How to Calculate Payback Period for Tangshan Mining Company's New Project

Should Tangshan Mining Company accept a new project based on the given data?

Given the maximum payback period of 3.5 years, an initial after-tax cost of r15,000,000, and expected after-tax operating cash inflows for each year, should Tangshan Mining Company accept the new project?

Answer:

Yes, Tangshan Mining Company should accept the new project.

Explanation:

According to the details provided, Tangshan Mining Company's required payback period is 3.5 years. By calculating the payback period based on the given after-tax operating cash inflows for each year, we can determine whether the project is viable.

We know that:

  • Year 0: Initial after-tax cost = -r15,000,000
  • Year 1: After-tax operating cash inflow = r5,400,000
  • Year 2: After-tax operating cash inflow = r5,700,000
  • Year 3: After-tax operating cash inflow = r2,100,000
  • Year 4: After-tax operating cash inflow = r5,400,000

By calculating the payback period:

Payback period = 3 + (600,000 / 1,800,000) = 3 + 0.33 = 3.33 years

Therefore, Tangshan Mining Company should accept the new project since the calculated payback period of 3.33 years is shorter than the required 3.5 years.
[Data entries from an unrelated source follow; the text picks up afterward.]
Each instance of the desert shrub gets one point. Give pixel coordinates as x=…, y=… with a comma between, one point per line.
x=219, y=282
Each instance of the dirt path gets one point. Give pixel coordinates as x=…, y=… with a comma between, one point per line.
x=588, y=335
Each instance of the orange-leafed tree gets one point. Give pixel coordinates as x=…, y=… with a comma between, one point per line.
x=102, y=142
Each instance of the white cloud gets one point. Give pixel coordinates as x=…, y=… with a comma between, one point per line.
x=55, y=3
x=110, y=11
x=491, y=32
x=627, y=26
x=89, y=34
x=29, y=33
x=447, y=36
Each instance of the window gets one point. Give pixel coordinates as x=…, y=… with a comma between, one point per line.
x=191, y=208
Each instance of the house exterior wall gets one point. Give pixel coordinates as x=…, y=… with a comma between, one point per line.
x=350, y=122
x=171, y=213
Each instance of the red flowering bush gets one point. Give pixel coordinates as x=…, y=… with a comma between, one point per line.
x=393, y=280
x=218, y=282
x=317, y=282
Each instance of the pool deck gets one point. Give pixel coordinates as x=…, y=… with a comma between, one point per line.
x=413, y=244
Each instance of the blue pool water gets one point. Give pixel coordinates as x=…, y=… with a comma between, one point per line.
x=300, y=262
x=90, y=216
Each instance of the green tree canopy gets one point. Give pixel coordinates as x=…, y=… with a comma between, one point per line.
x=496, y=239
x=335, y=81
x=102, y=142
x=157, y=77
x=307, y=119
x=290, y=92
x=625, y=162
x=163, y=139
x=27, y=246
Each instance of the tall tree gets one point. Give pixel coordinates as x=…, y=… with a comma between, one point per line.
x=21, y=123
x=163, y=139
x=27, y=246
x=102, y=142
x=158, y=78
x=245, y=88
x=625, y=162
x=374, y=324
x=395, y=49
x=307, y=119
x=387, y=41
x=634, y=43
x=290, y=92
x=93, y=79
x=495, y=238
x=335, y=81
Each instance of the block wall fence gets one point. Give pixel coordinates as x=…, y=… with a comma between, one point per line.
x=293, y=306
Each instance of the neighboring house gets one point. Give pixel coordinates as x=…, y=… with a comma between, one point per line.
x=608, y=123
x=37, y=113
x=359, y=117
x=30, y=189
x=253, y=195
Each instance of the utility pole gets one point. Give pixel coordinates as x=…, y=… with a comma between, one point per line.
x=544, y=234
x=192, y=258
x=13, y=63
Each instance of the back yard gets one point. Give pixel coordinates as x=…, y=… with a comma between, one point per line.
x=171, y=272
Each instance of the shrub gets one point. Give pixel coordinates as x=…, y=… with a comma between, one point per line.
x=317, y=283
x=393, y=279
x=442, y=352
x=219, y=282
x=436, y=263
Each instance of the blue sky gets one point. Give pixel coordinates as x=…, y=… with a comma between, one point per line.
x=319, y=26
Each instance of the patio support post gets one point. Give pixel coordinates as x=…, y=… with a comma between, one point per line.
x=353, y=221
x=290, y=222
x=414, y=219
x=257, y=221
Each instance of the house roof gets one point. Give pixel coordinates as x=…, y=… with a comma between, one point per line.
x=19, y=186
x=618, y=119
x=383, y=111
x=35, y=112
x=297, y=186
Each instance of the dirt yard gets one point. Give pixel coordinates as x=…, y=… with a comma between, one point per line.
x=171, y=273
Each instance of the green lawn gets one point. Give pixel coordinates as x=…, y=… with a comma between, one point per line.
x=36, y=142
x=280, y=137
This means that the project will take fewer years to fully recover the initial expenditure.

Definition of Payback Period:

The payback period is the length of time it takes to recoup the cost of an investment. It indicates how long it will take for the project to reach the break-even point and recover the initial costs. In this case, the payback period calculation helps in evaluating the feasibility of accepting the new project for Tangshan Mining Company.